Takeaway: while this issue is unlikely to change the Fed’s dual mandate, Chair Powell seems keenly aware that future political independence will require the central bank to be responsive to social issues like income inequality. At the margin that means Fed policy could drift more dovish than neutral, for reasons we explain in the next point.

#3: Chair Powell mentioned several times that the US has lower levels of labor force participation (LFP) among prime-aged (25 -54 year old) workers than most wealthy economies. This is quite true, as data from the OECD shows (link below for more):

  • The US prime aged LFP was 82.1% in 2018.
  • Among the G-7 countries, only Italy is lower at 77.9%.
  • Other major economies all show higher levels that are 4 – 6 points higher: UK (86.3%), Japan (87.4%), Germany (87.7%) and France (88.1%).

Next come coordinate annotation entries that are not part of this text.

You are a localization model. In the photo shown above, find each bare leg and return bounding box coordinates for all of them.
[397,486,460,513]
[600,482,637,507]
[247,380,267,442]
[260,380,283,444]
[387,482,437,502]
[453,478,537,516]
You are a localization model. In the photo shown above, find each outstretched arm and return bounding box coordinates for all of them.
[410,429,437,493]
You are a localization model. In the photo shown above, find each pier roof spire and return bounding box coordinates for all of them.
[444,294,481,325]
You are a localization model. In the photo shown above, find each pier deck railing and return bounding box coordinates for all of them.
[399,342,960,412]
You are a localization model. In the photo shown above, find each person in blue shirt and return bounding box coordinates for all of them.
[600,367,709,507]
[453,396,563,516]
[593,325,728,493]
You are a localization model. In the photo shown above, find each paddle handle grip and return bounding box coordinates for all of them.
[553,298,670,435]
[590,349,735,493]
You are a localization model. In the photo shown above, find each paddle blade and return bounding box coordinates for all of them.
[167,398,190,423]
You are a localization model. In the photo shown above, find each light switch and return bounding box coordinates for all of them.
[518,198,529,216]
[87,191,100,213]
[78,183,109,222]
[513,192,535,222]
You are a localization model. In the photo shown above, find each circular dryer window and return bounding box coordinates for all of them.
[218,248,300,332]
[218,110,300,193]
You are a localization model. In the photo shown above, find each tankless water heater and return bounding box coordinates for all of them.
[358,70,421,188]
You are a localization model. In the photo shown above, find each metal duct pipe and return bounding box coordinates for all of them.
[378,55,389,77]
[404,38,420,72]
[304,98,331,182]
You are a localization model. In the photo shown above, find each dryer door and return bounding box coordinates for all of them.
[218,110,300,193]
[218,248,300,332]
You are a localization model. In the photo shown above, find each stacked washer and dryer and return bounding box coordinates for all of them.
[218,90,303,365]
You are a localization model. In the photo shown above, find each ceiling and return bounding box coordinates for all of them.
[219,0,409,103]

Takeaway: like the prior point, this is another spot where social issues intersect with how the Fed considers its policy mandates. Chair Powell constantly reiterates what seems to be his key observation from recent “Fed Listens” events: that a “hot” economy pulls workers into the labor force, and that’s a desirable outcome. By comparing the US LFP rates to other wealthy economies, his implicit message is that as long as inflation remains contained the Fed will focus on improving US labor force participation.

Summing up: for the first time in what seems like years the market and the Federal Reserve agree that current interest rate policy is correct. Yes, there is some bias in Fed Funds Futures to believing the next move will be a cut. But that’s more likely to come in the second half of 2020 rather than at the next few meetings. Given Chair Powell’s more expansive view of what constitutes “full employment” and the lack of general price inflation, assuming the Fed remains in “stealth dove” mode is reasonable.